Bladder 3 p.m. – 5 p.m. 

This Yang water element helps restore your energy (and releases liquid waste), and  this time of day is ideal for getting back to work and studying. If you’re female and feeling strong sexual energy, then you’re totally in touch with your body’s natural rhythms. Some women experience a peak of sex hormone activity during the Bladder time of day. 

Kidney 5 p.m. – 7 p.m.

The Yin water element paired with Bladder, Kidney stores and produces your Essence (Jing). What does this mean in practical terms? Kidney governs reproduction, growth, and development. 

Back discomfort is a physical sign of Bladder or Kidney weakness. And from a spiritual perspective, if you feel you’re lacking in creativity, wisdom or intuition, weakness in this organ could be impairing your flow of life. If you’re having a spiritual crisis about your life’s purpose and meaning, try strengthening your Kidneys. In addition, poor stamina can also indicate Kidney Qi deficiency. 

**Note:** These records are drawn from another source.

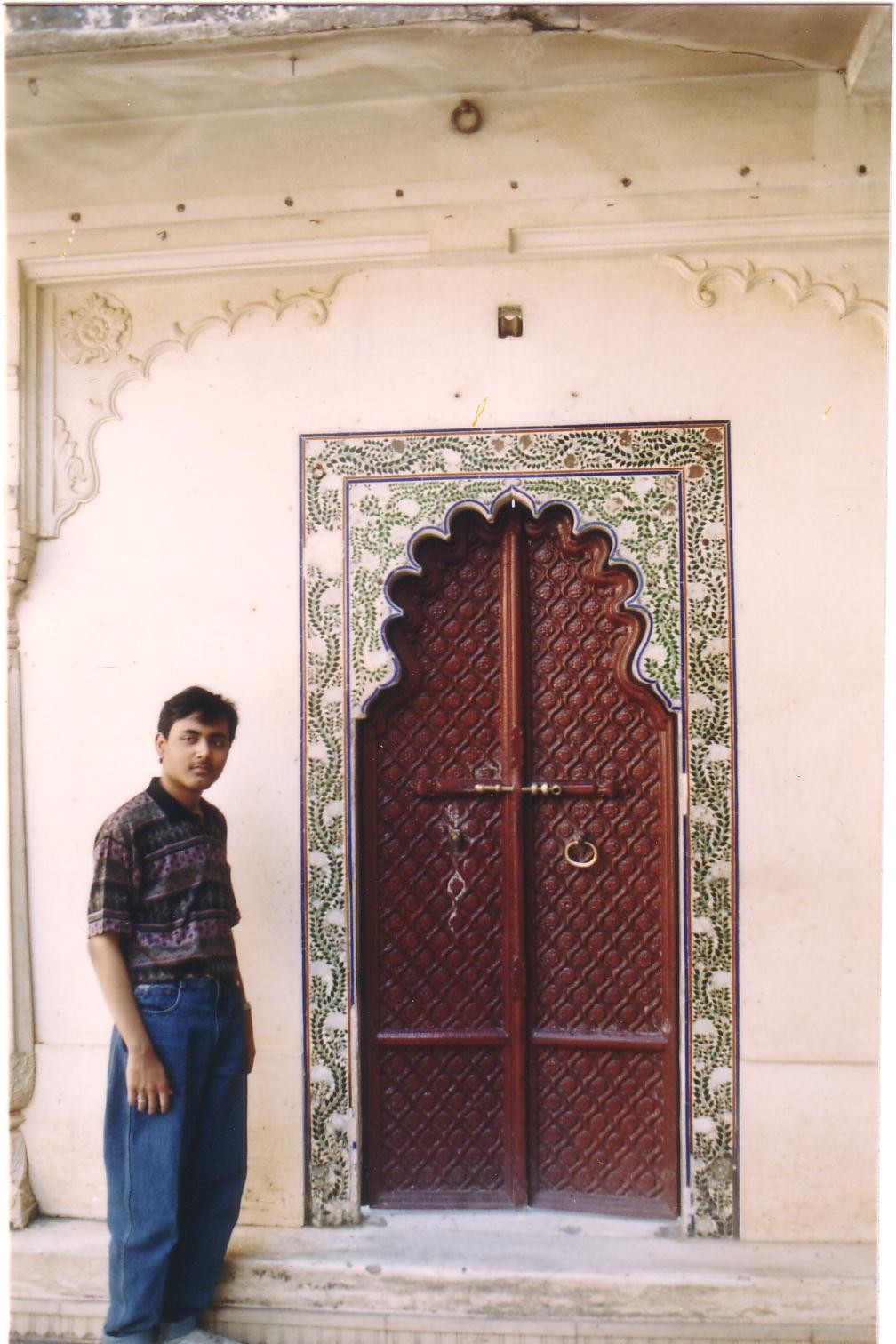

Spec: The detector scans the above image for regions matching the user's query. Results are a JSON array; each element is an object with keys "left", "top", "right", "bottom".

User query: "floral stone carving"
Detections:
[{"left": 56, "top": 292, "right": 132, "bottom": 364}]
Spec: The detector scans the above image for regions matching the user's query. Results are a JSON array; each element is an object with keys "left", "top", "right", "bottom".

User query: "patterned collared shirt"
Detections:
[{"left": 87, "top": 780, "right": 239, "bottom": 985}]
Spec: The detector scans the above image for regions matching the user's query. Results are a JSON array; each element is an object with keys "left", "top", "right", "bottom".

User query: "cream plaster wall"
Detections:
[{"left": 12, "top": 54, "right": 885, "bottom": 1241}]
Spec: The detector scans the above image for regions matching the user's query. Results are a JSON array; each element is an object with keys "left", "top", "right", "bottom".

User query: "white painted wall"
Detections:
[{"left": 10, "top": 58, "right": 885, "bottom": 1241}]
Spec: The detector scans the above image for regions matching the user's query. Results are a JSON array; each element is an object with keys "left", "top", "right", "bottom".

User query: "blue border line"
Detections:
[
  {"left": 724, "top": 420, "right": 740, "bottom": 1238},
  {"left": 297, "top": 434, "right": 313, "bottom": 1223}
]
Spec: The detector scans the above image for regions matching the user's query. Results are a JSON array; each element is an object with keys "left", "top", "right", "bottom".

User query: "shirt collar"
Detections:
[{"left": 147, "top": 775, "right": 203, "bottom": 825}]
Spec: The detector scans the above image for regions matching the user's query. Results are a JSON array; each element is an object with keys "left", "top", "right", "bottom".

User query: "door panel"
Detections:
[{"left": 359, "top": 508, "right": 678, "bottom": 1215}]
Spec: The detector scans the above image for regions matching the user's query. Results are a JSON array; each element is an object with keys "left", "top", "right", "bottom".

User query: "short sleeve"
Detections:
[{"left": 87, "top": 827, "right": 134, "bottom": 938}]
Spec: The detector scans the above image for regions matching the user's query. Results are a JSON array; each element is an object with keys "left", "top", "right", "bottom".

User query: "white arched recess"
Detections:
[{"left": 10, "top": 236, "right": 883, "bottom": 1236}]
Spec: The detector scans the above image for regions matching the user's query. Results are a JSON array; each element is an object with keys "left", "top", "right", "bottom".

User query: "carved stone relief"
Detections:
[
  {"left": 56, "top": 291, "right": 132, "bottom": 364},
  {"left": 655, "top": 257, "right": 888, "bottom": 336}
]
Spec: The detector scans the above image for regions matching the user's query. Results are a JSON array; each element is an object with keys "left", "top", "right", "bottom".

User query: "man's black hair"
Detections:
[{"left": 158, "top": 685, "right": 239, "bottom": 742}]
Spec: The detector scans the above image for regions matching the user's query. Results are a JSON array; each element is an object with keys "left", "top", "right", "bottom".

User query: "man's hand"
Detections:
[
  {"left": 87, "top": 932, "right": 172, "bottom": 1116},
  {"left": 125, "top": 1045, "right": 173, "bottom": 1116}
]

Pericardium 7 p.m. – 9 p.m. 

The Pericardium protects the Heart both physically and emotionally (In TCM, it’s called the “Heart Governor.) To have a happy, healthy Pericardium, and thus, a healthy Heart, connect with positive people in your life and avoid watching TV shows, movies and social media that agitates you.  

Triple Burner 9 p.m. – 11 p.m. 

The Triple Burner isn’t a physical organ. You can think of it as your body’s internal furnace system, not just for your body’s physiological functions but also for your spirit. From a physiological function, Triple Burner supports the immune system, which is why it’s crucial to rest during this time. If you chronically go to sleep after midnight, your immune system may not work as effectively as it could.  

In some cultures, people practice “bi-phasic sleeping,” which is sleeping for a brief period of time early in the night, then waking up and going to sleep later. Try getting some sleep during this window, even if it’s just a nap. 

Gallbladder 11 p.m. – 1 a.m. 

This wood Yang organ is responsible, along with its Yin partner, Liver, for detoxification and clearing out impurities on a physical level. Having a strong Gallbladder function is essential for sharp mental clarity and decision making. If you’re having trouble making an important decision, sleep on it and let Gallbladder be restored. You’ll feel more clear-headed in the morning. 

Liver 1 a.m. – 3. a.m. 

This is the organ that governs your mood and overall energy flow. So if you’re angry, stressed out, irritable and tired, your Liver function could be weak. If you wake up during this time, it could be you had too much red wine, but it can also be a sign that there’s stagnant Liver Qi. 

Also pay attention to your eyes. Are they red, itchy or do you have blurry vision? These are also signs of weak Liver function. 

Everyone gets angry from time to time. But instead of acting on your anger, meditate on why you’re feeling angry and what you can do to release that anger in a positive way. If you’re waking up during the Liver window, the Chinese clock is telling you that there’s an imbalance in the body that needs to be addressed. 

The ancient wisdom of the Chinese organ clock can help us feel more in tune with our body. Safe and effective Chinese herbal formulas may help resolve a wide variety of health topics caused by organ imbalances.